One of the more damning excerpts reads as follows (my translation, hopefully Kommersant will put this on their English-language website but they haven't done so yet) - Barankevich is relating a scene he observed at a police station in Dzhava on August 10th:
And then I saw the following picture: a Georgian prisoner with his hands tied and shirt off, his hands had already gone blue, you couldn't see his eyes, he couldn't even cry, and the [South Ossetian] militants [бойцы, apparently police officers - trans.] were beating him. I went over to them and said, "What are you doing? You are mountain men [горцы - implying, apparently, that they should hew to some code of honor - trans.]. You can't beat a prisoner, his hands are tied." They looked embarrassed and said, "Sorry, comrade General."

I told them to go get someone from the KGB. To take the Georgian away. Right away they untied his hands. And then the president showed up. He saw me, saw the prisoner and understood what was going on.

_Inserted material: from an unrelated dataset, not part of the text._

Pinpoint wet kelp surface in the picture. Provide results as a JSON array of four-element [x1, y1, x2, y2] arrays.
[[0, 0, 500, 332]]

And the first thing he did was run up to the prisoner and start kicking him. It turned my stomach. The guys from the police looked at the ground, they were ashamed.
Without wanting to engage in too much Kremlinological tea-leaf-reading, one wonders what the publication of this interview means, given that it was published in a newspaper owned by Alisher Usmanov, the Kremlin-friendly oligarch and debt collector for Gazprom who - no doubt out of the goodness of his heart, and certainly not to win a natural resource tender - ponied up a billion rubles in aid for the post-war rebuilding effort in South Ossetia in September.

I somehow doubt that Eduard Kokoity is feeling comfortable in his presidential chair.

Thursday, July 24, 2008

Cause and effect, a.k.a. "диктатура закона"

Cause:




"Mechel was selling steel in Russia at twice the price it put on exports," Putin said in televised comments. "And where has the margin for the state taxes gone?"

Mechel's owner, billionaire Igor Zyuzin, was reportedly ill and not present at the meeting to hear Putin's threat.

"The director has been invited, and he suddenly became ill,'' Putin said. "Of course, illness is illness, but I think he should get well as soon as possible. Otherwise, we will have to send him a doctor and clean up all the problems." [...]

"I'm asking the Federal Anti-Monopoly Service to pay special attention to the problem -- and maybe even the Investigative Committee of the Prosecutor General's Office."
Watch the video. As one of the commenters at drugoi's post on this topic noted, it's not just the words, it's the intonation - and, I would add, the gestures. And the swift official follow-up. No doubt "А маржа где?" will soon become a catchphrase in Moscow OCG and high finance circles alike.


Effect:


More narrative on the fallout here, here and here. No doubt someone made a bundle. Talk about bread and circuses.